Déterminer la représentation des femmes parmi les rédacteurs de revues scientifiques – ; les acteurs clés de la communauté scientifique qui ont le dernier mot sur les articles à publier – ; une équipe dirigée par des chercheurs de la NYU Abu Dhabi (NYUAD) a réalisé la plus grande étude à ce jour sur l’inégalité systémique entre les sexes dans les comités de rédaction au cours des cinq dernières décennies.

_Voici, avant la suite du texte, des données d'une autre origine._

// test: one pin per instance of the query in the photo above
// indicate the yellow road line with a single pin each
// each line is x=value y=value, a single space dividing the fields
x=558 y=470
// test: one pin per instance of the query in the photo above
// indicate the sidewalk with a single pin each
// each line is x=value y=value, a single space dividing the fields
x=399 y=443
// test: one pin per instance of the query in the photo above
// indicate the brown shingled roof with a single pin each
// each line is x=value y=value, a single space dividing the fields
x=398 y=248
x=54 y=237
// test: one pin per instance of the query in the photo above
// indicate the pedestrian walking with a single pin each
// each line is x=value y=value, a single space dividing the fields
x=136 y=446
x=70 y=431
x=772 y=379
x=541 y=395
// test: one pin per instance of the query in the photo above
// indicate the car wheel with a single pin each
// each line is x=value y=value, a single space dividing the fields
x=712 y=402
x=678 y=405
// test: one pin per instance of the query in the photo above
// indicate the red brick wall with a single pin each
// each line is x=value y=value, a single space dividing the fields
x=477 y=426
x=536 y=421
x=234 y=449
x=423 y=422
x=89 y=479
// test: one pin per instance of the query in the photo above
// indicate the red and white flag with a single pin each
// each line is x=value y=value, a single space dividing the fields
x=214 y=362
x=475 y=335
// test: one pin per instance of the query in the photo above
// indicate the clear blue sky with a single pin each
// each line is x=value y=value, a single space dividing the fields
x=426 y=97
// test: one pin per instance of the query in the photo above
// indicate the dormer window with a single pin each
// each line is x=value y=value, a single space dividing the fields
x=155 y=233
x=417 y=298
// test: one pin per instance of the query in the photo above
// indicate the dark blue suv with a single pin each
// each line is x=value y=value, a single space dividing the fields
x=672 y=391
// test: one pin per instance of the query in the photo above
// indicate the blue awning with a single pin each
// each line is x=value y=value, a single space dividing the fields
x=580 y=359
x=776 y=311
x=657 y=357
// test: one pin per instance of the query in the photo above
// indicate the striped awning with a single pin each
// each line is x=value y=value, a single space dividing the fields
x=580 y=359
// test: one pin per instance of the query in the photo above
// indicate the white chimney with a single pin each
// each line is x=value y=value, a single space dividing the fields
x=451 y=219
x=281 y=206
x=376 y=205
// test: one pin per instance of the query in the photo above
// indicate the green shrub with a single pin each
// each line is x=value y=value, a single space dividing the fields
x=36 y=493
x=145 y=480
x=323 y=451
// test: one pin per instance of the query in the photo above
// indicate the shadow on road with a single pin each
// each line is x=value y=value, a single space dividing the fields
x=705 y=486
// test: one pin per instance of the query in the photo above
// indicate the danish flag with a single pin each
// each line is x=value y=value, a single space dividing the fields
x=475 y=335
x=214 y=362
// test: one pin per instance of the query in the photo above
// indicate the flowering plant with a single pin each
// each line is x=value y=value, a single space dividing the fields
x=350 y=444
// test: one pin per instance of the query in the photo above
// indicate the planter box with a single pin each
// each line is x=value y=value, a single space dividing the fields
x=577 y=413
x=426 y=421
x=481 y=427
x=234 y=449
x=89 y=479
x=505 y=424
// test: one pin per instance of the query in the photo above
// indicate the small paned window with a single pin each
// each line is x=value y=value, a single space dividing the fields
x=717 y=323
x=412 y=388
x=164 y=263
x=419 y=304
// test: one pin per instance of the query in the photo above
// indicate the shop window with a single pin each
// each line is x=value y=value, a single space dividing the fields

Étant donné que les éditeurs scientifiques façonnent le contenu des revues universitaires et établissent des normes pour leurs domaines, la disparité entre les sexes peut influencer les opportunités pour les femmes de publier dans ces revues, de recevoir une reconnaissance pour leurs recherches et de faire progresser leur carrière.
Les chercheurs du NYUAD et leurs collègues ont étudié à la fois la composition par sexe des comités de rédaction dans quinze disciplines et la vitesse à laquelle les éditeurs publient leurs propres recherches dans les revues qu’ils supervisent. Ils ont constaté que les femmes étaient constamment sous-représentées dans les comités de rédaction dans toutes les disciplines et que les éditeurs pouvaient publier jusqu’à 70 % de leurs articles dans les revues qu’ils éditaient tout en continuant à servir d’éditeurs. Cependant, il a été constaté que les femmes étaient moins susceptibles de publier leurs propres travaux dans leurs propres revues.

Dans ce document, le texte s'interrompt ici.